The meeting would centre on the impasse between the organisations following a December 28 stampede at Bushiri's mega church, in which three people died.
 
“We also took note of the threats [by ECG members] to boycott the elections, and we will, as agreed during the CRL Commission, meet with the leadership of the church to find lasting solutions that will ensure that such an unfortunate incident never happens again. Measures should be put in place for an alternative place for the church and its activities,” said Sanco Greater Tshwane chairperson Abram Mashishi.
 
“We are confident that when the matter [of the stampede] is brought before the courts it will give the church and the law-abiding citizens in this country an opportunity to know what is true. While we are not Theologians, [Sanco] believes that the church advocates for truth, justice and the respect of authority as the holy scriptures dictate that respecting authority is actually doing the will of God. They will have an appreciation of our concerns and work with all stakeholders in resolving these concerns.”
 
Three women were killed during the December stampede. Nine other congregants were injured as they ran for shelter during a heavy rainstorm. The dead women were identified as Patricia Pringane, Matshila Sarah Mohlala and Lehlogahlo Maria Segodi.
 
Sanco led protests outside the ECG premises in Pretoria, calling for the popular church to be expelled from the venue.
 
The South African watchdog on matters of religion, the CRL Rights Commission, quickly stepped in, initiating a mediation process in which Bushiri, City of Tshwane former mayor Solly Msimanga, and Sanco’s Mashishi were called to testify.
 
The report on the mediation process, publicly released last Friday morning, cleared Bushiri and the ECG of wrongdoing.  
 
“Part of our findings is that SAPS (South African Police Service) did not adhere to the (Safety at Sports and Recreation Events) Act, which then makes it a very difficult situation. In terms of what happened to the bodies [of the three stampede victims], who moved the bodies [from the premises], we are all waiting for the police to tell us who did what and who did not do what. They are the experts in this matter, but the church has given us their version. We are waiting for the police’s version,” chairperson Thoko Mkhwanazi-Xaluva told reporters in Johannesburg on Friday.
 
On that day however, it later emerged that Bushiri and his wife Mary had been arrested on unrelated crimes including fraud and money laundering by the elite Hawks unit of the SAPS at their plush Sparkling Waters Resort in Rustenburg, North West. 
 
On Wednesday, the couple was released on R100 000 bail each by the Pretoria Specialised Commercial Crimes Court. 
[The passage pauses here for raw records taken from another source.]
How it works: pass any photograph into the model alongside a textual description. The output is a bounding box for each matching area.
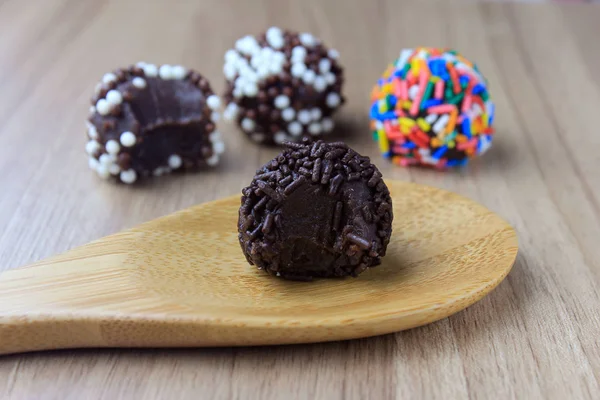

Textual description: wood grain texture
[0,180,518,354]
[0,0,600,399]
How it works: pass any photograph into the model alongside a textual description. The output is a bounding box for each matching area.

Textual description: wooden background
[0,0,600,400]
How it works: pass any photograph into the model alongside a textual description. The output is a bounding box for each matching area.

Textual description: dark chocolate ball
[86,63,224,183]
[238,140,393,280]
[223,27,344,144]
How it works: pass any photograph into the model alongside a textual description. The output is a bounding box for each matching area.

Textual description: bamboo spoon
[0,181,517,354]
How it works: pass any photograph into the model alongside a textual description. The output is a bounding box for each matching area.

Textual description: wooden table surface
[0,0,600,400]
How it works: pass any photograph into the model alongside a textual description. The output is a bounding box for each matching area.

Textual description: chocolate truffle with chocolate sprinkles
[86,62,225,184]
[223,27,344,144]
[238,140,393,280]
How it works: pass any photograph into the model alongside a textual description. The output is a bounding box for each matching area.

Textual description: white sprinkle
[325,72,335,85]
[206,94,221,110]
[105,140,121,155]
[96,99,110,115]
[131,76,146,89]
[273,132,287,144]
[425,114,438,125]
[167,154,183,169]
[244,83,258,97]
[308,122,322,135]
[106,90,123,106]
[171,65,187,79]
[298,33,316,47]
[88,157,100,171]
[119,131,137,147]
[223,102,239,121]
[298,110,312,125]
[321,118,334,132]
[119,169,137,184]
[319,58,331,74]
[86,121,98,139]
[213,140,225,154]
[288,121,302,136]
[102,72,117,84]
[85,140,101,156]
[158,64,173,80]
[96,164,110,179]
[291,63,306,78]
[408,85,419,100]
[281,107,296,121]
[302,69,317,85]
[143,64,158,78]
[313,76,327,92]
[325,93,341,108]
[241,118,256,132]
[273,94,290,108]
[206,153,219,167]
[225,49,240,63]
[431,114,450,134]
[310,107,322,121]
[108,164,121,175]
[223,63,237,81]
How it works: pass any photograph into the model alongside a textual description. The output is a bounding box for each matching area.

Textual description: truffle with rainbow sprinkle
[370,47,494,169]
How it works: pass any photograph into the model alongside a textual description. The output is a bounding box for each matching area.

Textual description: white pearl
[319,58,331,74]
[206,94,221,110]
[106,90,123,106]
[273,94,290,108]
[273,132,287,144]
[119,169,137,184]
[241,118,256,132]
[313,76,327,92]
[321,118,333,132]
[158,64,173,80]
[213,141,225,154]
[167,154,183,169]
[325,93,341,108]
[288,121,302,136]
[206,153,219,167]
[85,140,100,156]
[96,99,110,115]
[131,76,146,89]
[291,63,306,78]
[308,122,322,135]
[310,107,321,121]
[143,64,158,78]
[119,131,137,147]
[302,69,317,85]
[298,110,312,125]
[105,140,121,155]
[281,108,296,121]
[171,65,187,79]
[102,72,117,84]
[96,165,110,179]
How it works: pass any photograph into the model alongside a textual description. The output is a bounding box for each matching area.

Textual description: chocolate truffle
[371,47,494,169]
[86,62,224,184]
[238,140,393,280]
[223,27,344,144]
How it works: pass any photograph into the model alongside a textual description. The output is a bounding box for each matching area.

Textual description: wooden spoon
[0,181,517,354]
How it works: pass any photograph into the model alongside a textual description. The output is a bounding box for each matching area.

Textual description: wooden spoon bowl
[0,181,518,354]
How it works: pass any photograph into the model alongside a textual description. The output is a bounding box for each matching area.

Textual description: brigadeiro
[371,47,494,169]
[223,27,344,144]
[86,62,224,184]
[238,140,393,280]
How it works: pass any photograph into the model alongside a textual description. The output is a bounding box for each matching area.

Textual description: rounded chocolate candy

Crowds of ECG members had been protesting at the court, threatening to boycott the upcoming national elections if law enforcement agencies continued "harassing" their leader.
 
Meanwhile, the leader of the Incredible Happenings Church, Prophet Paseka “Mboro” Motsoeneng, said he was spearheading mediation between ECG and Sanco.
 
“Prophet Mboro has started work to mediate between Prophet Bushiri and the South African National Civic Organisation (Sanco),” the Incredible Happenings Church said in a statement issued on Wednesday evening.